The advancements in purpose-built tools for the warfighter during this time have been nothing short of remarkable. While much of the development work has come from inside the Department of Defense (DoD), there has been a strong investment in private sector partnerships to deliver state of the art tools.
One such partnership is between the DoD and leading defense contractor, Raytheon to develop and deliver a mobile communications platform — FoXTEN — for the warfighter. According to Todd Probert, vice president Mission Support and Modernization at Raytheon Intelligence, Information and Services, the platform is “akin to a smartphone for intelligence officers.”
In a recent interview Probert explained that the Army’s decision to build FoXTEN on an open architecture enables intelligence processing on the edge and ensures that the warfighter can access the right applications for today and well into the future. “Any application that has passed the Army’s security review and accreditation process can be ported into FoXTEN,” he shared. “With a plug and play environment that can support apps created by the CIA, NRO, Air Force, and others on a secure open architecture without encountering the obstacles created by a proprietary environment is a strategic advantage for the warfighter.”

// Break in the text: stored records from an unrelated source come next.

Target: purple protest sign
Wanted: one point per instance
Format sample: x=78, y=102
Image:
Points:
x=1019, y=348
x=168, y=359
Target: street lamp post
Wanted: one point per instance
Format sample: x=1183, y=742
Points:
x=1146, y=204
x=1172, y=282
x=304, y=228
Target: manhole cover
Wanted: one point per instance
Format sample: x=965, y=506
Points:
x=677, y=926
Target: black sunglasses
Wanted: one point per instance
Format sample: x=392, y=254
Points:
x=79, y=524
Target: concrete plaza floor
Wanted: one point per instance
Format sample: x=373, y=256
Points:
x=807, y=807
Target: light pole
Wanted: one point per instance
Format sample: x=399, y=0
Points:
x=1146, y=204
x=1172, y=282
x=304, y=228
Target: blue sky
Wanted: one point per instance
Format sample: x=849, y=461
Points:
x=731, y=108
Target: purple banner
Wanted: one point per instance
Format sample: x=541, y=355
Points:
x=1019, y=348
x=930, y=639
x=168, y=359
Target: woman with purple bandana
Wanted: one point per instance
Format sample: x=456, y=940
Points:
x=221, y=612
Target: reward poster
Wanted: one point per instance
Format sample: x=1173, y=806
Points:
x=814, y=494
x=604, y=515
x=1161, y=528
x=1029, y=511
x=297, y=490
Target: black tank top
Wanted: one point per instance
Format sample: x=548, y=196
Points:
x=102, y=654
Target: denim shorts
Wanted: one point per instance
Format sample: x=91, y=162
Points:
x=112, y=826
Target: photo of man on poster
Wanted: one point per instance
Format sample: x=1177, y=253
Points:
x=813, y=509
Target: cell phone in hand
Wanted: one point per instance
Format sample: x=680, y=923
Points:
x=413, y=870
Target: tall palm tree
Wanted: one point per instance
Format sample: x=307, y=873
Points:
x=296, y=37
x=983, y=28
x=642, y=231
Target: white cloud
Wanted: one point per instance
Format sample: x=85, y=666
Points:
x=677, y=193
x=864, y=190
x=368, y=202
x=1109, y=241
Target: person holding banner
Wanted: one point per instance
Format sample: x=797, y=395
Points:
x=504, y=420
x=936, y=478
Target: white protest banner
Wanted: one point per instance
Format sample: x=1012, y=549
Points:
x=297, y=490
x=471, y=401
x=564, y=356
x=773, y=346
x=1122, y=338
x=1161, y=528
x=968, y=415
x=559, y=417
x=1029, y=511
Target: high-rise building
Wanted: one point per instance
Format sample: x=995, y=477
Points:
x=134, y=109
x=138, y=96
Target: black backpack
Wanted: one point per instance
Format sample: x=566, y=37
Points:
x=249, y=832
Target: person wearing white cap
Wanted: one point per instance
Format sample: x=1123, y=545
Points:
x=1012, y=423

Developed as part of the Army’s Distributed Common Ground System (DCGS) FoXTEN was designed with the soldier in mind. Said Probert, “it’s easy to use out of the box; it’s intuitive and rugged so that it operates seamlessly even under the most difficult conditions.” From the mapping features, which enable the warfighter to combine intelligence with map data to determine the optimal way to traverse hostile terrain based on unit size to filing intelligence reports online in the field, FoXTEN eliminates redundancy and impact on the warfighter.
“It used to be that intelligence officers would file a paper report or debrief once they returned from a sortie. With FoXTEN they are able to update records remotely via a single interface,” Probert shared. “Moreover, the map feature brings a 12x time savings over how intelligence officers are currently able to process and plot battalion-level movements. It currently takes 8-10 hours to perform these calculations, which means intel about enemy location can become dated while just the calculations are being performed. FoXTEN delivers a strategic advantage in this regard, and so many others.”
Indeed, if you think about the application of a ruggedized mobile device outside the Department of Defense, a wealth of use cases spring to mind for civilian agencies. “From FEMA agents using FoXTEN to plot the safest evacuation routes to the most efficient pathways to deliver emergency aid during a natural disaster to support for the National Guard as they aid in recovery efforts, the value extends to any intelligence-driven command and communications effort,” Probert concluded.